On Tuesday 31 January, the European Commission published its annual report on the implementation of cohesion policy. It looks at the use of the European Structural and Investment Funds (ESI Funds) for the programming period 2014-2020 until the end of 2021, as well as the flexibilities introduced following the Covid-19 pandemic.
In total, between 2014 and 2020, the ESI Funds have mobilised €731 billion in investment, of which the EU has financed €535 billion.
The report says that by the end of 2021, €4 million had been allocated to support SMEs and 55.2 million people had benefited from support relating to their employment or education, or through social inclusion measures.
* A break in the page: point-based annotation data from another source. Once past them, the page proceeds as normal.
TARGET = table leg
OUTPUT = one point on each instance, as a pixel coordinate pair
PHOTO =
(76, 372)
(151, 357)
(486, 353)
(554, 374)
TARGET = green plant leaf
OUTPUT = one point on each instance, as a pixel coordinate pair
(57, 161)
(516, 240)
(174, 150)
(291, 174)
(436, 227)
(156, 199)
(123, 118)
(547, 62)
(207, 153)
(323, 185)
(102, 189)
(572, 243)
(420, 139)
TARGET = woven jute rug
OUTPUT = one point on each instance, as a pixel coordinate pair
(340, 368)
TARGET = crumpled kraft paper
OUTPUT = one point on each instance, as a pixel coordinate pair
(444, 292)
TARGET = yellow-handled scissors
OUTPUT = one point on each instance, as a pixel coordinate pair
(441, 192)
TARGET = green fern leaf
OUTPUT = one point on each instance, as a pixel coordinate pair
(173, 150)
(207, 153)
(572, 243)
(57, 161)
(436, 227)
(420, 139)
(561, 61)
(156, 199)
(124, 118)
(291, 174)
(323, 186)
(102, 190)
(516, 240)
The Commission also considers that the ESI Funds have contributed to enhancing the Union’s energy security. As a result, the energy production capacity has increased by more than 3,600 megawatt-hours per day thanks to the use of renewable energies. At the same time, the annual energy consumption of buildings has decreased by 2.6 terawatt hours - equivalent to the electricity consumed in one year by 720,000 households.
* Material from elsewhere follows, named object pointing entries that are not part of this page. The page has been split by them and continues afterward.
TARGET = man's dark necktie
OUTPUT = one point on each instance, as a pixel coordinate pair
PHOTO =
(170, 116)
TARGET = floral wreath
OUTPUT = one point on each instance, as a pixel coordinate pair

Finally, the ESI Funds have supported 2.3 million projects which aimed to support the agricultural sector, job creation in rural areas, and the competitiveness of rural SMEs. In the fisheries sector, they have worked to maintain 44,000 jobs and create 6,000 new ones.
While the mobilisation of cohesion funds for crisis management has been heavily criticised - in particular because of its impact on the long-term objectives of cohesion policy - the report highlights that the introduction of flexibilities has allowed Member States to reallocate unspent funds to priority areas such as health care, short-time working and support for SMEs.